The registration deadline for the Proposers Day is 5 p.m. EST on Jan. 25. The Proposers Day will be held Feb. 1 from 9:30 a.m. to 5 p.m. EST at the DARPA Conference Center, 675 N. Randolph Street, Arlington, Virginia 22203.

The host is Robert Lutwak, ACES program manager at DARPA. In 2012, GPS World awarded Lutwak its Leadership Award for Products. 

The meeting will provide information and promote additional discussion on the ACES program, address questions from potential proposers, and provide an opportunity for potential proposers to share their capabilities and ideas for teaming arrangements.

The ACES Proposers Day will include overview presentations by government personnel, technical presentations by potential proposers and collaborators, and an open poster session to facilitate interaction and teaming.

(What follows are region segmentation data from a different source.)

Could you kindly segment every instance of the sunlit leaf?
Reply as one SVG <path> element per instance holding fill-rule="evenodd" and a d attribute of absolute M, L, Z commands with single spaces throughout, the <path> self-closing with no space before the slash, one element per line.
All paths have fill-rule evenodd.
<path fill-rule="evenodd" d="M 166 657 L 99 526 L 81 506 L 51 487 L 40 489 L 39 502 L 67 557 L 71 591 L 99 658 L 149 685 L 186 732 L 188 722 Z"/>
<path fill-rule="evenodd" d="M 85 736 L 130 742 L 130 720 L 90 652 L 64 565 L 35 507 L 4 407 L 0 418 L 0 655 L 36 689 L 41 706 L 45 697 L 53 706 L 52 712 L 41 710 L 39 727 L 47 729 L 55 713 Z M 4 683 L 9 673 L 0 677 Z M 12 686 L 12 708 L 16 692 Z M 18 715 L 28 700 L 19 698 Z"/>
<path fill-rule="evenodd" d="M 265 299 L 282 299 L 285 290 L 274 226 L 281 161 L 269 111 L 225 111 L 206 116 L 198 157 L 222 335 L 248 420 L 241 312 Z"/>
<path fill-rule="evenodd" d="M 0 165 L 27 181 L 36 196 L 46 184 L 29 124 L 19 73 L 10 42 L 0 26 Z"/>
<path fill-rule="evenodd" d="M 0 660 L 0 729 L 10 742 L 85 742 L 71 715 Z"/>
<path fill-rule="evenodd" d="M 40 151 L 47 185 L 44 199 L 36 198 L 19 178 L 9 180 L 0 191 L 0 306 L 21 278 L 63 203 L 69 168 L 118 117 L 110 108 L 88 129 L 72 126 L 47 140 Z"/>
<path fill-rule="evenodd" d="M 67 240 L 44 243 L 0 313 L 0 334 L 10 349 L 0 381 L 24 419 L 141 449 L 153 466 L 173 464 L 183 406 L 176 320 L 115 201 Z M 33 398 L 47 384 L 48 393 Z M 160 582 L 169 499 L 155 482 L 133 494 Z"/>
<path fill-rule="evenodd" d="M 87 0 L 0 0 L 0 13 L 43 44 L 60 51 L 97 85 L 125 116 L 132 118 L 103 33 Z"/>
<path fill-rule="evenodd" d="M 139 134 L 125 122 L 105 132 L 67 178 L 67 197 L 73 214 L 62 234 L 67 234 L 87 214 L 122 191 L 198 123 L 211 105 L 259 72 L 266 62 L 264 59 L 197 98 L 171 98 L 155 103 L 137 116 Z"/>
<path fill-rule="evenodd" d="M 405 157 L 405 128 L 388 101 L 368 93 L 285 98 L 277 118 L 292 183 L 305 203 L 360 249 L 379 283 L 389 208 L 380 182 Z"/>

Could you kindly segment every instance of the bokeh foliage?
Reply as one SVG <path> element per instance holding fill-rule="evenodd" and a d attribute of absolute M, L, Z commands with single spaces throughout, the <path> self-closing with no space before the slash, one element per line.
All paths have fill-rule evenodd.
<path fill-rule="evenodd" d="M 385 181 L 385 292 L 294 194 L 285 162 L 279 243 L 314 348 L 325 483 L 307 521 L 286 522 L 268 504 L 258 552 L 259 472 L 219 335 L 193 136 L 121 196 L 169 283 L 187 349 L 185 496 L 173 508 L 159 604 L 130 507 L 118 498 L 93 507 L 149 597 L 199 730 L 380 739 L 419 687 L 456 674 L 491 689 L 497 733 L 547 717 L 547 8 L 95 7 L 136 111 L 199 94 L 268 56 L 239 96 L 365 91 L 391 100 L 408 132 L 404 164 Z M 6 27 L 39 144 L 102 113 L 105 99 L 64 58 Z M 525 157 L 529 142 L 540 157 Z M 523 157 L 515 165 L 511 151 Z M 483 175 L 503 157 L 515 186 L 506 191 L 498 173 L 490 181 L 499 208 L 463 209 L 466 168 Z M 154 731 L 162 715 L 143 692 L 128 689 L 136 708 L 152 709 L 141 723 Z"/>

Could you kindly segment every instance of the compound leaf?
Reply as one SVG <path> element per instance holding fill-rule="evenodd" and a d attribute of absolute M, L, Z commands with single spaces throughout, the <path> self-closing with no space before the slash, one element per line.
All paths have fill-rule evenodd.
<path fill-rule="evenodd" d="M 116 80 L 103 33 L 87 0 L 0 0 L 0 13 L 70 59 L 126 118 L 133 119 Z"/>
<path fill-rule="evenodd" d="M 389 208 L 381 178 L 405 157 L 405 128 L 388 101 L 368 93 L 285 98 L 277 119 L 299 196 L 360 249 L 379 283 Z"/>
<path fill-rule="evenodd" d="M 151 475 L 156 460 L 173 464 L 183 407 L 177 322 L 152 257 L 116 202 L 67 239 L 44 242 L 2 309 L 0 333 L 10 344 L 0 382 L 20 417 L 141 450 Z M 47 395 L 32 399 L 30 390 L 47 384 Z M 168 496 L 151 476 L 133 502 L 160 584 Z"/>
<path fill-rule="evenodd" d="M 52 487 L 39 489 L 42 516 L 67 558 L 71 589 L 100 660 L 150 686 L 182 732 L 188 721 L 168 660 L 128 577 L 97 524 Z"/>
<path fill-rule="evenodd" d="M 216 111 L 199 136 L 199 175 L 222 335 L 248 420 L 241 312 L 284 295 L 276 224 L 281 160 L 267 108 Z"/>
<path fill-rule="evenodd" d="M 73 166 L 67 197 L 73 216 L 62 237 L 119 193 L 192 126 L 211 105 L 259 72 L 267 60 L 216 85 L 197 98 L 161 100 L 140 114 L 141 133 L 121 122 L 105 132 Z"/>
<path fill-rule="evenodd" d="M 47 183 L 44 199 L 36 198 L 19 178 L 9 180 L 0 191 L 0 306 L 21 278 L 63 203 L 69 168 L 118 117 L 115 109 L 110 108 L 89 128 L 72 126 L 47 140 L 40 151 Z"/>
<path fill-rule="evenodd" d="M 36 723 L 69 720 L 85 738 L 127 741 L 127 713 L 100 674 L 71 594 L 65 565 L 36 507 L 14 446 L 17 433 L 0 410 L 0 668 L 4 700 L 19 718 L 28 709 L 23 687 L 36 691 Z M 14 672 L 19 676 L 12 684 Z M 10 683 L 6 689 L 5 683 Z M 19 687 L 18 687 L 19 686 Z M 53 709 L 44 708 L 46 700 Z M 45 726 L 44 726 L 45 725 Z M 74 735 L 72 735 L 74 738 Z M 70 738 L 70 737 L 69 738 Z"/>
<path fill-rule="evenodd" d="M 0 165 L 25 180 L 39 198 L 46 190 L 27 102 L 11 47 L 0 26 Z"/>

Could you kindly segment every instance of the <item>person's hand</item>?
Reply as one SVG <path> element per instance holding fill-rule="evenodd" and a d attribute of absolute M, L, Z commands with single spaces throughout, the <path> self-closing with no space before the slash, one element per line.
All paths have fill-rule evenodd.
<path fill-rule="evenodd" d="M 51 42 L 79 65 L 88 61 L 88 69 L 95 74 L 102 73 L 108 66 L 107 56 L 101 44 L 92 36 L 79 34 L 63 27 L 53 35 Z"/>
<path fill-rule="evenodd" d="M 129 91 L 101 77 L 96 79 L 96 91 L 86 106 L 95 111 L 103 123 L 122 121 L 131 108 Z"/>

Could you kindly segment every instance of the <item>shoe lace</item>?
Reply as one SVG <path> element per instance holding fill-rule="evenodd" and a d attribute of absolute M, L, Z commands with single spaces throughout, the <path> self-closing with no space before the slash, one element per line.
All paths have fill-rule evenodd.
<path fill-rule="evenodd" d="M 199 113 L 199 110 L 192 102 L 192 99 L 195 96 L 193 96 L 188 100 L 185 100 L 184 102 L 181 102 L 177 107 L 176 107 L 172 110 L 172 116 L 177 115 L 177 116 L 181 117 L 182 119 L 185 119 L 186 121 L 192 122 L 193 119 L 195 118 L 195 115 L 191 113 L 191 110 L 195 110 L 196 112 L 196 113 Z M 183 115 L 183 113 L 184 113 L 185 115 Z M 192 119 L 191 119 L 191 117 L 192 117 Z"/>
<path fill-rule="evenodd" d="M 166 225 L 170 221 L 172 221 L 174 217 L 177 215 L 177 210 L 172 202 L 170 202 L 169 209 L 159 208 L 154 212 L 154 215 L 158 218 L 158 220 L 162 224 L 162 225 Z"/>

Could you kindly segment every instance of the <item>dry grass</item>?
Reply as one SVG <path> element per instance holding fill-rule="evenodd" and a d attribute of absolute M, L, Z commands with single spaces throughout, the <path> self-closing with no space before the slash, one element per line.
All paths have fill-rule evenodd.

According to the Department of Defense (DoD), “Precision timing and synchronization is essential to DoD communications, navigation, reconnaissance, and electronic warfare systems. The requirements for timing precision and stability have grown increasingly demanding as DoD systems have evolved towards distributed engagement and surveillance architectures, and this trend is expected to continue for the foreseeable future.

“The ACES program aims to develop portable, battery‐powered atomic clocks with stability, repeatability, and environmental sensitivity approaching that of laboratory‐grade cesium beam frequency standards. This will be accomplished through research, development and integration of reduced SWaP components and technologies for advanced atomic physics interrogation techniques. These include, but are not limited to, laser‐cooled and magneto‐optically trapped atomic samples, and RF‐trapped ion samples, as well as interrogation of less environmentally‐sensitive microwave and optical transitions.”